Background: MicroRNAs, post-transcriptional repressors of gene expression, play a pivotal role in gene regulatory networks. They are involved in core cellular processes and their dysregulation is associated to a broad range of human diseases. This paper focus on a minimal microRNA-mediated regulatory circuit, in which a protein-coding gene (host gene) is targeted by a microRNA located inside one of its introns.

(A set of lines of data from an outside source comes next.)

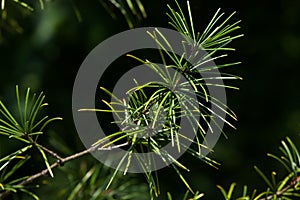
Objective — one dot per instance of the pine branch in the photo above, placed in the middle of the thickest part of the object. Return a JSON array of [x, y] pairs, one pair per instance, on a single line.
[[60, 162]]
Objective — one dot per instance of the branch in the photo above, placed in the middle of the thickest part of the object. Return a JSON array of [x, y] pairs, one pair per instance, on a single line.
[[59, 162], [291, 184]]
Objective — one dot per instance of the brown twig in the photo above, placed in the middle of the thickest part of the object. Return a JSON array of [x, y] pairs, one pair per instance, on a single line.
[[59, 162]]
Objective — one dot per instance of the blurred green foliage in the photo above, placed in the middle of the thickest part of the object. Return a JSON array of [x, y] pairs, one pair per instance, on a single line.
[[48, 53]]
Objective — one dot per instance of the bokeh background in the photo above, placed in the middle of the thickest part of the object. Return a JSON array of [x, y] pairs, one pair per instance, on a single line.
[[53, 44]]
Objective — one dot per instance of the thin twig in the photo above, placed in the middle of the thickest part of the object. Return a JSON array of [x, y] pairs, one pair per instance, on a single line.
[[291, 184], [59, 162]]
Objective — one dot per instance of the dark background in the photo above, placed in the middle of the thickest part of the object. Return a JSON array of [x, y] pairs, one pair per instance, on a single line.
[[47, 55]]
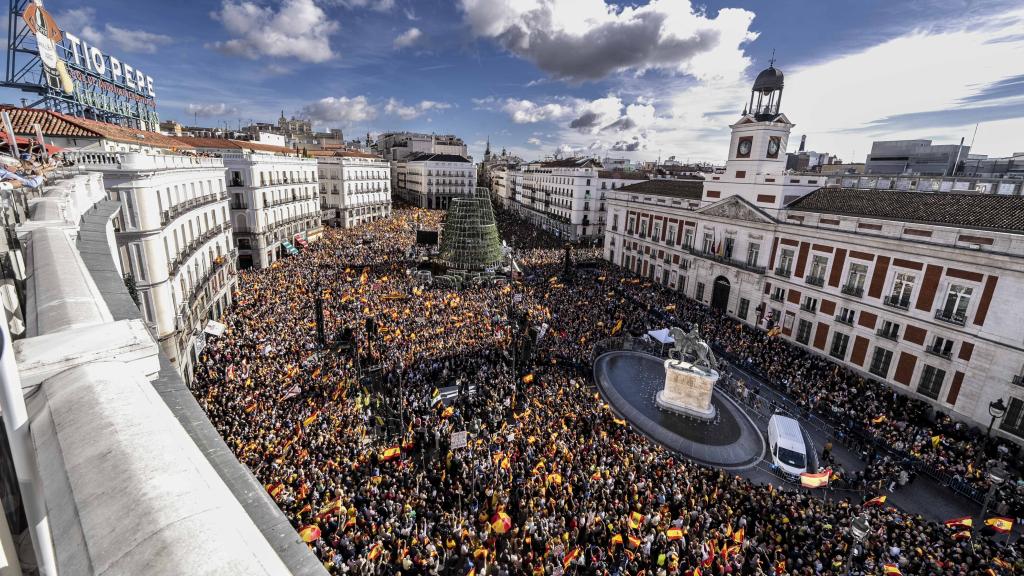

Results: Autoregulation via intronic microRNAs is widespread in the human regulatory network, as confirmed by our bioinformatic analysis, and can perform several regulatory tasks despite its simple topology. Our analysis, based on analytical calculations and simulations, indicates that this circuitry alters the dynamics of the host gene expression, can induce complex responses implementing adaptation and Weber's law, and efficiently filters fluctuations propagating from the upstream network to the host gene. A fine-tuning of the circuit parameters can optimize each of these functions. Interestingly, they are all related to gene expression homeostasis, in agreement with the increasing evidence suggesting a role of microRNA regulation in conferring robustness to biological processes. In addition to model analysis, we present a list of bioinformatically predicted candidate circuits in human for future experimental tests.
Conclusions: The results presented here suggest a potentially relevant functional role for negative self-regulation via intronic microRNAs, in particular as a homeostatic control mechanism of gene expression. Moreover, the map of circuit functions in terms of experimentally measurable parameters, resulting from our analysis, can be a useful guideline for possible applications in synthetic biology.